Materials and methods

Isolation and identification of strains

The archaeal strains used in this study were isolated from sediment samples collected aseptically during May 2017 from the Sfax solar saltern (Tunisia) as described previously (Baati et al. 2020a). The strains phylogenetically characterized by sequencing PCR-amplified 16S rRNA showed their affiliation to Halobacterium salinarum. The obtained sequences were submitted to EMBL/GenBank databases under accession number MT332425, MT741679, MT738366, MT738365, and MT738367 for the strains AS1, AS2, AS8, AS11, and AS19 respectively (Baati et al. 2020b).

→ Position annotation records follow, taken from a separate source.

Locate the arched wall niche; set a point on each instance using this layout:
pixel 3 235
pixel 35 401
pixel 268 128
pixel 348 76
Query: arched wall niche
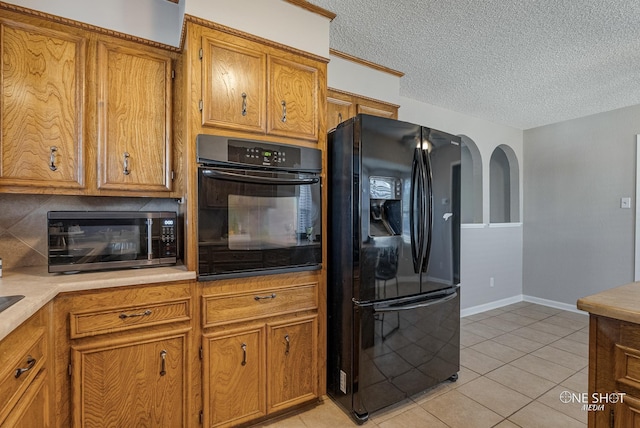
pixel 504 189
pixel 470 181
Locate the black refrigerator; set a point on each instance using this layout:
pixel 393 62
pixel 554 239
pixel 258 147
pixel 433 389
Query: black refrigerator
pixel 393 299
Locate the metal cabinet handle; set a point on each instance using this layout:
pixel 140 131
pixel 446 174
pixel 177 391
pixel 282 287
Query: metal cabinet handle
pixel 52 158
pixel 30 363
pixel 125 164
pixel 163 357
pixel 142 314
pixel 244 104
pixel 286 339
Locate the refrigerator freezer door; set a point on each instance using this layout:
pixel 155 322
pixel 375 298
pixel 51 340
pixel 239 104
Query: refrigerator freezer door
pixel 405 348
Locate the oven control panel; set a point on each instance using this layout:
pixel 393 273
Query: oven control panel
pixel 263 154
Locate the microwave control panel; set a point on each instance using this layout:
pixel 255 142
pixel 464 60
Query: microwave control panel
pixel 168 237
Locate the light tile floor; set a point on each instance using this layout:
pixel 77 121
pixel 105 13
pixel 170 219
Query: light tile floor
pixel 515 361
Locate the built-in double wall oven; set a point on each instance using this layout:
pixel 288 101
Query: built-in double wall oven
pixel 259 207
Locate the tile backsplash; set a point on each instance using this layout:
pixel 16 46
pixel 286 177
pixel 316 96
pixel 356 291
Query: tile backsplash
pixel 23 221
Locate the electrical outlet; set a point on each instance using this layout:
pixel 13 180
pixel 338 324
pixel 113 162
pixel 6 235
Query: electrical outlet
pixel 625 202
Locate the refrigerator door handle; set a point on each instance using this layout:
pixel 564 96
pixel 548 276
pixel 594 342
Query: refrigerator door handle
pixel 424 304
pixel 428 209
pixel 414 205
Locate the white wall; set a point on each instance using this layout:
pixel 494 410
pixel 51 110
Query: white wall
pixel 274 20
pixel 577 239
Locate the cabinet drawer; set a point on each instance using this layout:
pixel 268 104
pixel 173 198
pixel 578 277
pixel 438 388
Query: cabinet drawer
pixel 95 322
pixel 260 303
pixel 17 373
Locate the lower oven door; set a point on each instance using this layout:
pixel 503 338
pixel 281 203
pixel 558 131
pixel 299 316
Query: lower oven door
pixel 255 222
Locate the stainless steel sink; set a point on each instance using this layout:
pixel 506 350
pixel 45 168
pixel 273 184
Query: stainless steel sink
pixel 6 301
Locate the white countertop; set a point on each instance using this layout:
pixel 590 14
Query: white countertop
pixel 40 287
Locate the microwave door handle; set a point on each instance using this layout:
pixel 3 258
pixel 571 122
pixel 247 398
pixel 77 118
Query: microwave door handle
pixel 149 239
pixel 230 176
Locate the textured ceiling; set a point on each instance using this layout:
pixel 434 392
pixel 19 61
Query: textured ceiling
pixel 522 63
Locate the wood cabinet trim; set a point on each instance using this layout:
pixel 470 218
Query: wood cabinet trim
pixel 84 26
pixel 251 37
pixel 332 91
pixel 366 63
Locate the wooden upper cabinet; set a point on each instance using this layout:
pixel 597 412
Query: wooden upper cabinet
pixel 339 109
pixel 41 106
pixel 233 86
pixel 134 118
pixel 293 99
pixel 248 86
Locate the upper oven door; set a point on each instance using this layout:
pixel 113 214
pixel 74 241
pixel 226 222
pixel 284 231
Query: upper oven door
pixel 257 221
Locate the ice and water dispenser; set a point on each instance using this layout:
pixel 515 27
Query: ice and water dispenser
pixel 385 199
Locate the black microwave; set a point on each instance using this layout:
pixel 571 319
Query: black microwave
pixel 97 240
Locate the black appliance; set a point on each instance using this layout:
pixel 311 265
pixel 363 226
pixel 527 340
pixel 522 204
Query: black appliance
pixel 96 240
pixel 393 270
pixel 259 207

Genomic DNA extraction and whole genome sequencing

The strains were cultivated to extract genomic DNA, for 10 days, at 37 °C, in DSC-97 medium as described previously (Baati et al. 2020b). The cells obtained were harvested by centrifugation (8000 g for 30 min), and the genomic DNA of each strain was extracted using Genomic DNA Purification Kit (NucleoSpin Tissue Kit, macherey Nagel) according to the manufacturer’s protocol. After DNA extraction, an ethanol precipitation was used to further clean the DNA. Genomic DNA of the strains was prepared for sequencing using the Nextera XT library preparation kit (Illumina Inc). The libraries were sequenced using a MiSeq V3 (2 × 300 bp) kit at the National Center for Agricultural Utilization Research, in Peoria, IL, USA. The sequences were quality trimmed (Q30) and assembled using CLC Genomics Workbench 20.0 (Qiagen Inc). The genomes were checked for completeness and contamination using CheckM (Parks et al. 2015). Genomic average nucleotide identity and aligned percentage was conducted using CLC Genomics Workbench 21.0 and based on greater than 70% overlap and 70% nucleotide identity.

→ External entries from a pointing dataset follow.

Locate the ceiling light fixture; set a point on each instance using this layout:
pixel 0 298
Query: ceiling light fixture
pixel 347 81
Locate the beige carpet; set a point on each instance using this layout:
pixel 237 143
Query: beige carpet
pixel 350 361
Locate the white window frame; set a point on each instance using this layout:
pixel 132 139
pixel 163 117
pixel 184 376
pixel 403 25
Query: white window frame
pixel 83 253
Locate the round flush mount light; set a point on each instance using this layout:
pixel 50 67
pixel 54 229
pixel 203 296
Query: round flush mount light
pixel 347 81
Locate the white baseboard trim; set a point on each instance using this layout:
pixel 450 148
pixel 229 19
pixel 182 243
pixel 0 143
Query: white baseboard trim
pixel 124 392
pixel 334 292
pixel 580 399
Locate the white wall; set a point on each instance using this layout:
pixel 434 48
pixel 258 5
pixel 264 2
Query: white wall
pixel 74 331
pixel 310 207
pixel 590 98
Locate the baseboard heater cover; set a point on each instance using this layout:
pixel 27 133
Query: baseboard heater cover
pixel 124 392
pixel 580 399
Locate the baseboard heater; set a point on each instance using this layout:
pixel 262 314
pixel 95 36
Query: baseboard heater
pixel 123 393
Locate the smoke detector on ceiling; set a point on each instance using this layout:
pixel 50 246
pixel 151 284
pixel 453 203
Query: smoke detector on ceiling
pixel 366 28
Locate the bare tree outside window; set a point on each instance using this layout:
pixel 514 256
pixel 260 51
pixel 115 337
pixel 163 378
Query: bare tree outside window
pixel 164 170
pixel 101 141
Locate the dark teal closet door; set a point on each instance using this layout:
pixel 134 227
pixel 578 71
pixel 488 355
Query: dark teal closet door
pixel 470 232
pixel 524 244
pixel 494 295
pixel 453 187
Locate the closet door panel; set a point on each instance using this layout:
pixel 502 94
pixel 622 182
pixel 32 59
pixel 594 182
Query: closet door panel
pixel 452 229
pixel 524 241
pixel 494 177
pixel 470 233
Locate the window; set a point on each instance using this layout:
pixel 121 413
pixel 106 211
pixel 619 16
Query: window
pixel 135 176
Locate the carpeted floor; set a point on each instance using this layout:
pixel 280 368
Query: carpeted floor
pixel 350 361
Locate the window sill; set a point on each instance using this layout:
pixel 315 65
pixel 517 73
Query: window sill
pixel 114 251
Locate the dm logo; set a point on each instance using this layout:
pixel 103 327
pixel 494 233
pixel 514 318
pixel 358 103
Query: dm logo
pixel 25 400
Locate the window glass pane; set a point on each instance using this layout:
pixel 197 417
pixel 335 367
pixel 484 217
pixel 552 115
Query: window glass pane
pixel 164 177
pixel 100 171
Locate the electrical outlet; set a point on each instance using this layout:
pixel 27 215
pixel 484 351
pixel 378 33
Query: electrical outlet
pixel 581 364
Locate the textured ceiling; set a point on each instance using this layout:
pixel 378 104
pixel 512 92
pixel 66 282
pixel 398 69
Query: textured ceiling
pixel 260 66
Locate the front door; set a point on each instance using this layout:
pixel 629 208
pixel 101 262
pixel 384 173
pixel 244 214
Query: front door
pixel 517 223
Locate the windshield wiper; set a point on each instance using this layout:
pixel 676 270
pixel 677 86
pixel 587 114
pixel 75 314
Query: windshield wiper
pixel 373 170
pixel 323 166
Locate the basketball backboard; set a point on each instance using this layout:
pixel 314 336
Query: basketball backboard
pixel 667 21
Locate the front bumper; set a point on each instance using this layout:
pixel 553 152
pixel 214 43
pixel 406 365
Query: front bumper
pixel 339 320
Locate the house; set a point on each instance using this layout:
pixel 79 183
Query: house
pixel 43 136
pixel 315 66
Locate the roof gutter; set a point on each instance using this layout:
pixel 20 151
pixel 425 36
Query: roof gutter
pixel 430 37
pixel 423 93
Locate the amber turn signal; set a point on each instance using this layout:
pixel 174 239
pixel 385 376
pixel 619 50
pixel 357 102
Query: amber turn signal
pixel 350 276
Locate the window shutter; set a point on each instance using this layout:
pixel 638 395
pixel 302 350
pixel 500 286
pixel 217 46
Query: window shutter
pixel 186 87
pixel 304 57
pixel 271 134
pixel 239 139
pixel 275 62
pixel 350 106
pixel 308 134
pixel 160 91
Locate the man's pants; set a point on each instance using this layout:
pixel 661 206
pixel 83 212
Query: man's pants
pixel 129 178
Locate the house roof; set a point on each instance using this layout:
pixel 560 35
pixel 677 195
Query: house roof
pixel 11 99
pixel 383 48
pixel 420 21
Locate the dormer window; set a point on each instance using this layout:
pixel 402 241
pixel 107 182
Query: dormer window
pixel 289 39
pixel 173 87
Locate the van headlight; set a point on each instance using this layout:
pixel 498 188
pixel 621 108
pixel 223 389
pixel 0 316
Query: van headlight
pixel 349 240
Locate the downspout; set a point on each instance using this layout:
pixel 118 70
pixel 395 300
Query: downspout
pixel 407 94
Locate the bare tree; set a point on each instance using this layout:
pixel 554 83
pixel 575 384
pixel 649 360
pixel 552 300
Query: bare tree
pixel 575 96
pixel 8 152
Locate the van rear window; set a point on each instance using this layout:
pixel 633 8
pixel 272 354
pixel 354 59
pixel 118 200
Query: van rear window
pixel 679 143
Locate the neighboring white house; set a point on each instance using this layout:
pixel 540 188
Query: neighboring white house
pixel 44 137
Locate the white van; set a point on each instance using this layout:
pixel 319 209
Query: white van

Genome annotation and analysis

The genes in the assembled sequences were then predicted and annotated automatically using the RAST webserver (Rapid Annotation using Subsystem Technology) to predict protein-coding open reading frames, tRNAs, and structural RNA genes (Aziz et al. 2008). Functional classification analysis for the SEED subsystem was performed on genome data using the RAST server SEED viewer (Overbeek et al. 2014). RAST used a strategy based on the comparison with manually curated subsystems and subsystem-based protein families, guaranteeing a high degree of consistency and accuracy (Gudhka et al. 2015). In addition, the genomes were annotated using the NCBI prokaryotic genome annotation pipeline (PGAP) (Tatusova et al. 2016). A comparison of the annotations was made to a manually curated genome of Halobacterium salinarum NRC-1 based on the experimentally characterized homologs (Pfeiffer and Oesterhelt 2015). To compare the annotations, we used our most complete genome, AS11 (JAHTKX000000000) and performed a whole genome alignment with H. salinarum NRC-1 (AM774415, AM774416 and AM774417) using CLC Genomics Workbench 21.0 (Qiagen Inc). In areas that aligned, the annotations were transferred to the AS11 genome with the appropriate coordinates. The three sets of annotations were put in sequentially order for manual evaluation. For the remaining for genomes, comparisons are included for RAST and PGAP annotations.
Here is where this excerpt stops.